Jutta Shaw has recently taken on the leadership of SoulStream’s Contemplative Response to the World initiative.
Jutta offers her own story this morning and for the month of September has invited three other Partners to tell their stories, too, about their own contemplative responses to the world. Thank you, Jutta for this gift of vulnerability and for your leadership.
The role of the leader of the CRW is to:
- invite Partners to awaken to what their contemplative response is, and perhaps could be, as a natural outflow of their life in God;
- invite Partners to share their stories of how they are bringing healing to the world through their everyday actions;
- celebrate Partners’ current engagement in healing and caring for the world;
- encourage participation in responses together with other Partners who share similar awakenings; and
- guide Partners in wondering/discerning together how we might respond to certain issues as a community.
As the role suggests, the CRW can be all-encompassing. This is reflected in the introduction today and in the contemplative responses that I have invited three Partners to share on the next three Fridays of September. The PartnerConnects range from in-the-moment responses to daily events to reflections on colonialism and white privilege. I hope that you will be inspired to dwell on your own contemplative responses to the world, and perhaps share them with us.
One of my first experiences as leader of the CRW, was to assist in organizing the SoulStream Liturgy for the Renunciation of the Doctrine of Discovery. This was also one of the first times that SoulStream has responded to an issue as a community. Because of the COVID-19 pandemic, the liturgy took place virtually via Zoom on June 11, 2020. Close to 30 Partners participated in what most found to be a meaningful event.
Since this is my first PartnerConnect as Leader of the CRW Initiative, I thought that I would share a bit more of my background and a few of my contemplative awarenesses. I have been interested in social justice issues for a long time. I remember that one of the first organizations that I supported when I was at the University of Calgary was the “Association for the Protection of Fur-Bearing Animals” in British Columbia. I was also motivated to act on broader societal issues such as income inequality, poverty, and homelessness. This seemed to be consistent with my new Christian faith. I also thought that to get to the heart of these issues, I should study political science and economics. I went on to earn a Master’s degree in Public Policy and work for the federal government for over 20 years.
Identifying as a one on the Enneagram has been illuminating. Recently, I have come across some descriptions of my personality type according to the Myers-Briggs framework, which also seem to really fit. As an “INFJ”, I can be known as an “advocate”, someone who has an inborn sense of idealism and morality. An advocate “always needs to have a cause” and likes to know that “they are taking concrete steps toward their goals” (from the 16Personalities website).
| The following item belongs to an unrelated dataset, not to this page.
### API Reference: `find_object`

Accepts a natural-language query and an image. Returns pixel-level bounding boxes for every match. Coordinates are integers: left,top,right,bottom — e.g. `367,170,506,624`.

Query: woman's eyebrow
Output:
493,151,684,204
This helps me to understand why I have almost always been involved in efforts to alleviate poverty, promote reconciliation with Indigenous people, care for the environment, improve conditions in developing countries, or similar matters. At the same time, I am prone to exhaust myself in short order, if I don’t find a way to balance my ideals with the realities of day-to-day living.
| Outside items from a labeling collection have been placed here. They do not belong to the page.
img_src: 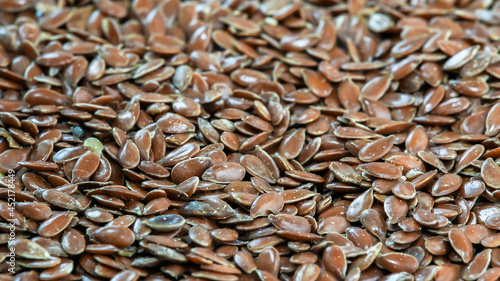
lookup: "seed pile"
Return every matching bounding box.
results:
[0,0,500,281]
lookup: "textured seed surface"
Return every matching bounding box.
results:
[0,0,500,281]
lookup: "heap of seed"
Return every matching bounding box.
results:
[0,0,500,281]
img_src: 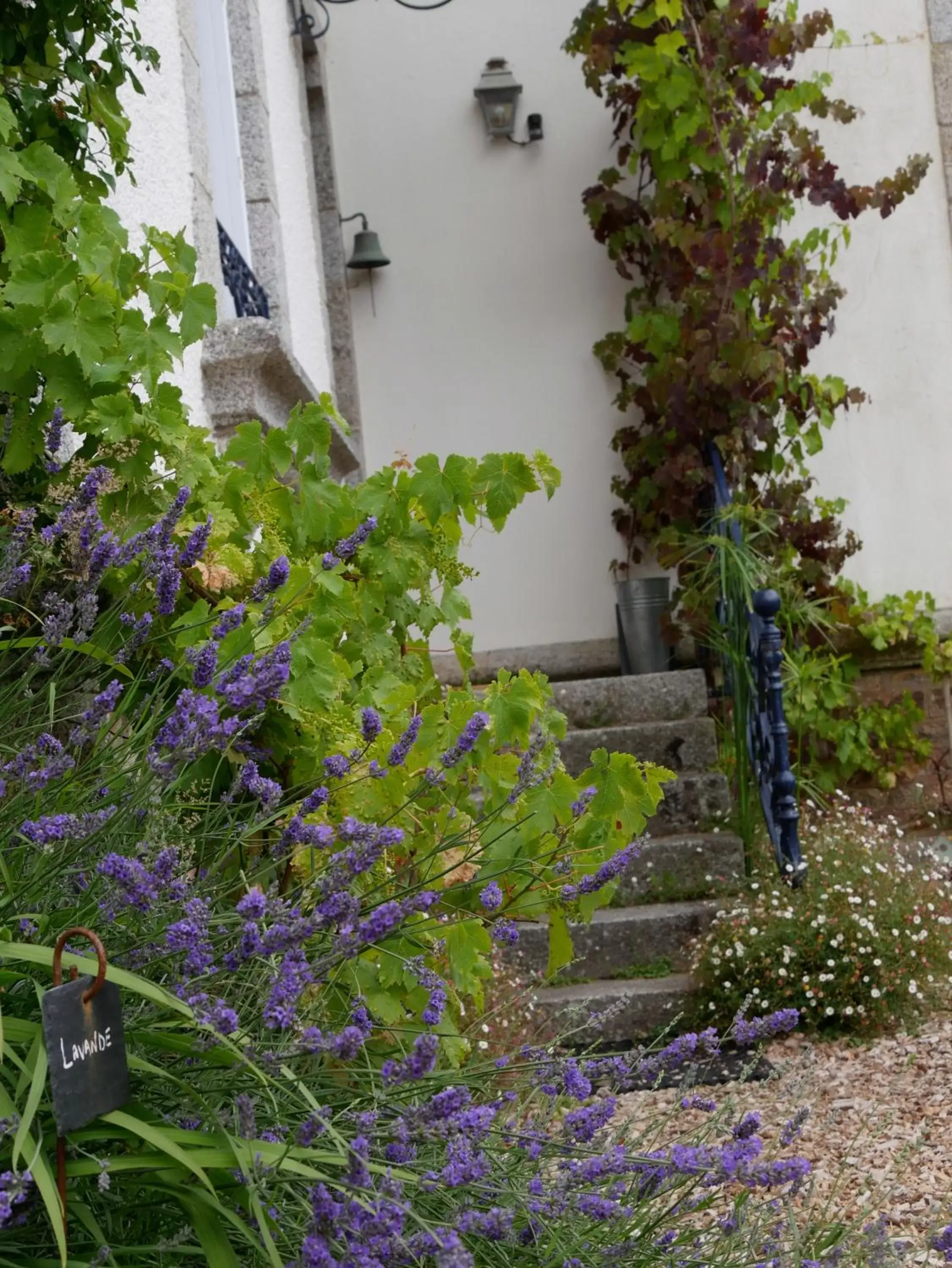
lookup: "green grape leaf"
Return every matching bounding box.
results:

When Doug was interviewing me for the position of Leader of the CRW last April, he commented that action and contemplation are known to be important in responding to social justice concerns, and he asked me where I would place myself on the action and contemplation continuum. I laughed and said, “action”. However, I feel that contemplative practices have become my way of balancing my ideals with the realities of day-to-day living. I more easily recognize the compulsive aspects of my personality, and understand that, no matter how well-meaning, action frequently comes with many unforeseen and unintended consequences.
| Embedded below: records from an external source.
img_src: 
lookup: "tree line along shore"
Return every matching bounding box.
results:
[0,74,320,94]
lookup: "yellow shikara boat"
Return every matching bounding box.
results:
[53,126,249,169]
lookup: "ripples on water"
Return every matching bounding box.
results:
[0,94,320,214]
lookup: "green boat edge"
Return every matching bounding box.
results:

I am inspired by a recently discovered Meister Eckhart quotation:
The outward work will never be puny if the inward work is great. And the outward work can never be great or even good if the inward one is puny or of little worth. The inward work invariably includes in itself all expansiveness, all breadth, all length, all depth. Such a work receives and draws all it’s being from nowhere else except from and in the heart of God.